We needed access control for Spark jobs running on EMR-on-EKS. EMR-on-EC2 was only used by our data services team, so strict access control wasn’t critical there. But EMR-on-EKS was used by multiple teams. We needed to restrict which tables each team could access.
Three options were on the table: Apache Ranger, AWS LakeFormation, and Databricks Unity Catalog. Unity Catalog was immediately ruled out — it couldn’t control write operations on Iceberg format tables. After evaluating Ranger and LakeFormation, we concluded that Ranger was structurally incompatible with EMR-on-EKS. We proceeded with LakeFormation, and encountered 10 issues along the way.
Why Ranger Doesn’t Work on EMR-on-EKS#
Understanding Ranger’s architecture on EMR-on-EC2 is key.
On EMR-on-EC2, Ranger depends on the master node. When an EMR cluster launches, a Kerberos KDC server is automatically set up on the master node. The EMR Record Server is installed there. EMR Spark Ranger plugin and EMRFS S3 Ranger plugin are also installed on the master node. When Spark accesses data, the Record Server queries Ranger policies to verify permissions.

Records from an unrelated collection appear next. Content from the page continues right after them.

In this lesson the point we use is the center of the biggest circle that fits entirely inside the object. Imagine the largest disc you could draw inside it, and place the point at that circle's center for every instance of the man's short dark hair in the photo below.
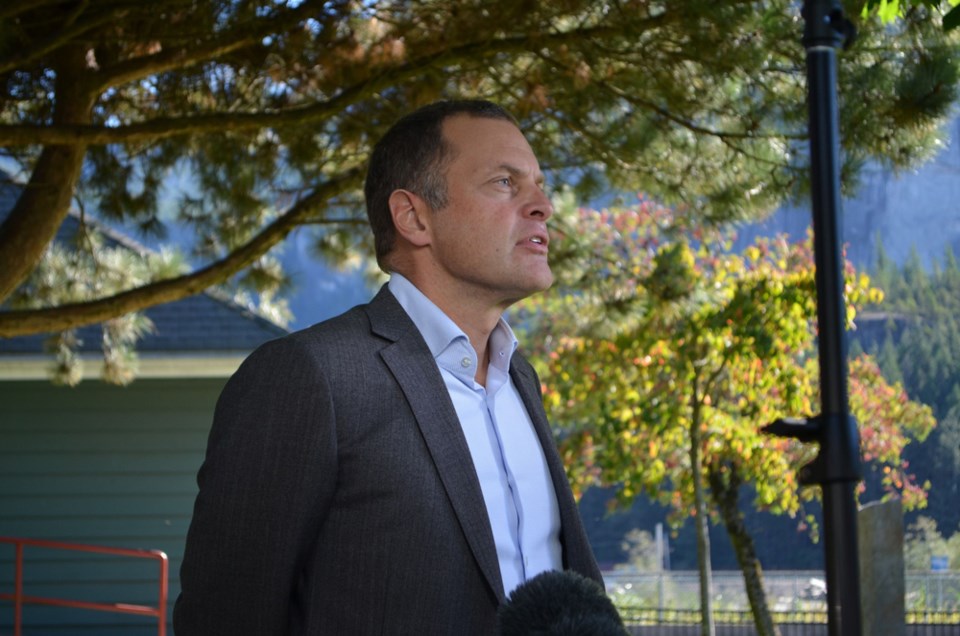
(413, 156)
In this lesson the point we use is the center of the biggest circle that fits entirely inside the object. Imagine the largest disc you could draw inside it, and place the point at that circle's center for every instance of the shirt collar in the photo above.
(439, 331)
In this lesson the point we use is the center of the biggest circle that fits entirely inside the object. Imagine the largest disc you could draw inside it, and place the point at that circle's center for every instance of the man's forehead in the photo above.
(496, 143)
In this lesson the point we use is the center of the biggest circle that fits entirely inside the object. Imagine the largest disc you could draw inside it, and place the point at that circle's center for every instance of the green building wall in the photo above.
(103, 465)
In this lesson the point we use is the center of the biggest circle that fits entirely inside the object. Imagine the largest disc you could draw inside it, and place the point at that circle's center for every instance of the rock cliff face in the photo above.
(919, 208)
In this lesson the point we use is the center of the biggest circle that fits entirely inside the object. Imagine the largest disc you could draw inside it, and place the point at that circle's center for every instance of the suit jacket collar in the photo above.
(415, 370)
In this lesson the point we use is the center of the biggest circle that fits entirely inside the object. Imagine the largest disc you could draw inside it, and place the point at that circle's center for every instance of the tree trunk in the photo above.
(725, 487)
(45, 200)
(707, 627)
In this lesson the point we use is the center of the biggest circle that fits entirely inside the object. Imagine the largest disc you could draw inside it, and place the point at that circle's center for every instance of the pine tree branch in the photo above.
(53, 319)
(162, 128)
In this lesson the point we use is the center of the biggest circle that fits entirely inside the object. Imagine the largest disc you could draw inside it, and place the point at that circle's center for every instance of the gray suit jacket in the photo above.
(338, 495)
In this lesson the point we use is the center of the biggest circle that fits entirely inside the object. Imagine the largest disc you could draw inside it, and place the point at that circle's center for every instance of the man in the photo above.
(391, 470)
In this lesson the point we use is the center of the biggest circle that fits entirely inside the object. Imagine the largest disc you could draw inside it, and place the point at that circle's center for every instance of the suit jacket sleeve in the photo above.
(266, 482)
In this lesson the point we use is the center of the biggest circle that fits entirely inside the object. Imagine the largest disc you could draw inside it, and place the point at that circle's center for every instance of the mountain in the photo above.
(919, 209)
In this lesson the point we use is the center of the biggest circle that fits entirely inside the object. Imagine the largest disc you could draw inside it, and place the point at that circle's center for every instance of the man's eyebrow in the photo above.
(514, 171)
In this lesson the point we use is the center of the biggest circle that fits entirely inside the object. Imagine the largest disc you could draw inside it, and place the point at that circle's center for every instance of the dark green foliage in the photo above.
(920, 345)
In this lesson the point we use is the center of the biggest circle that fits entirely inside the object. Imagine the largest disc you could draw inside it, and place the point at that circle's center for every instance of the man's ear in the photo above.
(410, 217)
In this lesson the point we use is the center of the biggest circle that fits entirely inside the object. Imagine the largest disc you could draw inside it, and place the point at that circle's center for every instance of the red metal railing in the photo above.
(20, 599)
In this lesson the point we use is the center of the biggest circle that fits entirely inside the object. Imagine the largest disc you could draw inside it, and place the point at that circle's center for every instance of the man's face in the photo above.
(491, 238)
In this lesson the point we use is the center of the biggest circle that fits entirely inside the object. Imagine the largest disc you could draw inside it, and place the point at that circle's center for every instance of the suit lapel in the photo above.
(415, 370)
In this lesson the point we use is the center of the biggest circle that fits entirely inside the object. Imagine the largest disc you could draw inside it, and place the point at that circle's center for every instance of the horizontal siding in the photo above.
(106, 466)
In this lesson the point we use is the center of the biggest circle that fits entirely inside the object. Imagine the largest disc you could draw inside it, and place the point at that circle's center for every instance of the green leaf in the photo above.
(952, 19)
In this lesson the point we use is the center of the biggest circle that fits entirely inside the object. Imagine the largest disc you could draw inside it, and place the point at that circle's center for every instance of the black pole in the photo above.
(837, 466)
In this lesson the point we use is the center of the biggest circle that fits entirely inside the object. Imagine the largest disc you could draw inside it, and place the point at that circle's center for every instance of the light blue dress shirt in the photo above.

EMR-on-EKS has no master node. Spark driver and executor run as K8s pods. There’s nowhere to deploy the Record Server, nowhere to install Ranger plugins. The Kerberos KDC server would need to be built from scratch. What’s a checkbox option on EMR-on-EC2 becomes a full infrastructure buildout on EMR-on-EKS.
The definitive signal: EMR-on-EKS official documentation contains no mention of Ranger integration whatsoever. EMR-on-EC2 documentation has detailed sections on Ranger architecture, components, and considerations. AWS itself doesn’t support Ranger on EMR-on-EKS.
LakeFormation and EMR-on-EKS: The Dual Namespace Architecture#
LakeFormation is officially supported on EMR-on-EKS starting from v7.7. When enabled, Spark job execution architecture changes fundamentally.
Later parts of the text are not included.